When asked for his answer to this boon, Harry Struve had written quite simply, “The environment of Mars shall be altered to create the maximum amount of long-lasting chaos possible in a manner which I shall find entertaining.
”The program rewriting the universe to meet this desired outcome slammed headfirst into what was effectively a firewall program due to the wording Alex Xanatos had used in his first boon. Constraints as to just what the first program could now do to Mars and the people on it in carrying out its function were slapped onto it with a force that shook the space-time continuum.
So constrained, the program considered its options – for it was a very smart program – and came to a conclusion. The easiest route of causing chaos on Mars, altering those already there, was no longer available to it. However, the vast empty portions of the planet were still open game.The question was: what to do to it? Well, obviously empty, lifeless real estate was non-chaotic. Well, what was chaotic? It answered that question as well: life is chaotic. But the creation of life was out of the bounds of its capabilities. So what could it…

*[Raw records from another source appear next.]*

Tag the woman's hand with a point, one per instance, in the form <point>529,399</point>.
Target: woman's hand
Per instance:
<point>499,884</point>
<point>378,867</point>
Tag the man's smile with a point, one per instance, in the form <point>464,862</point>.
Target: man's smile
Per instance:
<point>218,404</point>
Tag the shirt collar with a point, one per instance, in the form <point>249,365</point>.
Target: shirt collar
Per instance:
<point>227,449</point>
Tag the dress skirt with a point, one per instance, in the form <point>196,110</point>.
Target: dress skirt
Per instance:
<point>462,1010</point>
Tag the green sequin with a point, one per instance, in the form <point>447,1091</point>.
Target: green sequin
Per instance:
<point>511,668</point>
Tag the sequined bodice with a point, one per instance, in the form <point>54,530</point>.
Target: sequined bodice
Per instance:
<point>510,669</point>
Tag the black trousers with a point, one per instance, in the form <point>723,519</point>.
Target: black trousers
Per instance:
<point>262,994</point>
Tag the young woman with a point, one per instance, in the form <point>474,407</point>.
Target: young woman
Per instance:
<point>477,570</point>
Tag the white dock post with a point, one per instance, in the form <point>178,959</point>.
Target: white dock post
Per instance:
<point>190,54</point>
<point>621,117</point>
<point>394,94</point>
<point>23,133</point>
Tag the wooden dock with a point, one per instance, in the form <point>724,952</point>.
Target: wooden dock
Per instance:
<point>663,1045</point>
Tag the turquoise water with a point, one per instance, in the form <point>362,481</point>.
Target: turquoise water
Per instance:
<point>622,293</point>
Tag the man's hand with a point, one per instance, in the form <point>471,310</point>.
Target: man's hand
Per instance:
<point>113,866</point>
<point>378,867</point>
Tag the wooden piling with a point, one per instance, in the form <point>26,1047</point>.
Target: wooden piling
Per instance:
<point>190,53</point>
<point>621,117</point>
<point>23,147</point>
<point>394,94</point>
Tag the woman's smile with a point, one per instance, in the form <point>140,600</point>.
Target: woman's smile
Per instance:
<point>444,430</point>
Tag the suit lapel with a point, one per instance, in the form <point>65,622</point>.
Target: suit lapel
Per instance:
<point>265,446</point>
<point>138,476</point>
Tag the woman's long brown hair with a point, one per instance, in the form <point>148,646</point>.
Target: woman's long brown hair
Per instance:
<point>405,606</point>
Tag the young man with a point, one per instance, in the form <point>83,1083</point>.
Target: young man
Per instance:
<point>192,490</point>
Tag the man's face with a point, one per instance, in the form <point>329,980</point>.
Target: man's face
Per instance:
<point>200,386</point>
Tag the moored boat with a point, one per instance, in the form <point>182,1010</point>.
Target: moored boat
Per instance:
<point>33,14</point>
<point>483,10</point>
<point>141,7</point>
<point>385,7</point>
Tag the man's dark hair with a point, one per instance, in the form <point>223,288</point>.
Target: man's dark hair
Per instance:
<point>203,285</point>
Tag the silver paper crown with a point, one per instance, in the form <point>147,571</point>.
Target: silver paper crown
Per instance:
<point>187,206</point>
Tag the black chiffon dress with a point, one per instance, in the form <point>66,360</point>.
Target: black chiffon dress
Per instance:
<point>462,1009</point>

If a program-that-wasn’t-a-program could have smiled, this one would have.
A number of reality shards that hadn’t gone into creating Counter-Earth abruptly vanished from the nothing-place they were being held while a decision was being made as to what to do with them.
Celestials, needless to say, took notice.
Uriel made a mad grab for some of the fragments to prevent their use.
…and Mars changed.
Samael stared and palmed his face.
Dantelion chuckled a bit.
Azrael stared and groaned.
Janus burst out laughing.
Uriel sighed in relief that he’d at least been able to prevent any more than 4,400 non-native people from being manifested on the now living world. This was going to be such a headache…
Many others sighed in relief that all of the shards capable of altering the universe’s paradigm had all been tossed back out of that universe.
The Red Planet was no longer red, for the most part. White and green and blue now dominated. The settlements on Mars now had only a meter of the red Martian dust past their boundaries. A certain Trekkie settlement found itself sitting atop a granite spire of an island sticking out of a new ocean.
In Port Lowell, a man stared out a shop window as a herd of sheep at least a hundred strong, bells a clankin’, wandered past. He looked down at the coffee in his hand and walked over to the sink to dump it out. He then turned off the Open sign, locked the door, and walked to his apartment upstairs. Clearly this was a sign to not work such late nights.
Geothermal activity increased to levels not present in geological ages as tectonic plates were rearranged – though, in a manner not conflicting with Alex’s first boon’s wording.
R. Rupert Giles and R. Janna Kalderash-Giles shot up in their bed as the single most powerful wave of magic they’d ever felt washed over them. The same was true of other (unknowingly) magegifted on Mars, though these were confused by why they’d awoken.
The PKG now had almost waterfront property.
Tharsis Mons erupted, albeit slightly.
Numerous atmospheric sensors started having fits.
Several mountain ranges and foothills and valleys sprung into existence where flat plain previously dominated.
Odyssey personnel jumped as a device labeled DQS started spewing sparks and smoke while giving off an almost pathetic whine.
A mountain that hadn’t been there a moment ago was suddenly inundated in a rain of a certain type of breakfast food, leading to its future name of Mount Eggo.
A woman living on the outskirts of Helium and had gone out for a walk found herself standing in a grassy clearing next to her home, a wallaby and an antelope and a unicorn staring at her spacesuited-self and each other with a ‘what the heck is this thing’ look.And, indeed, chaos reigned.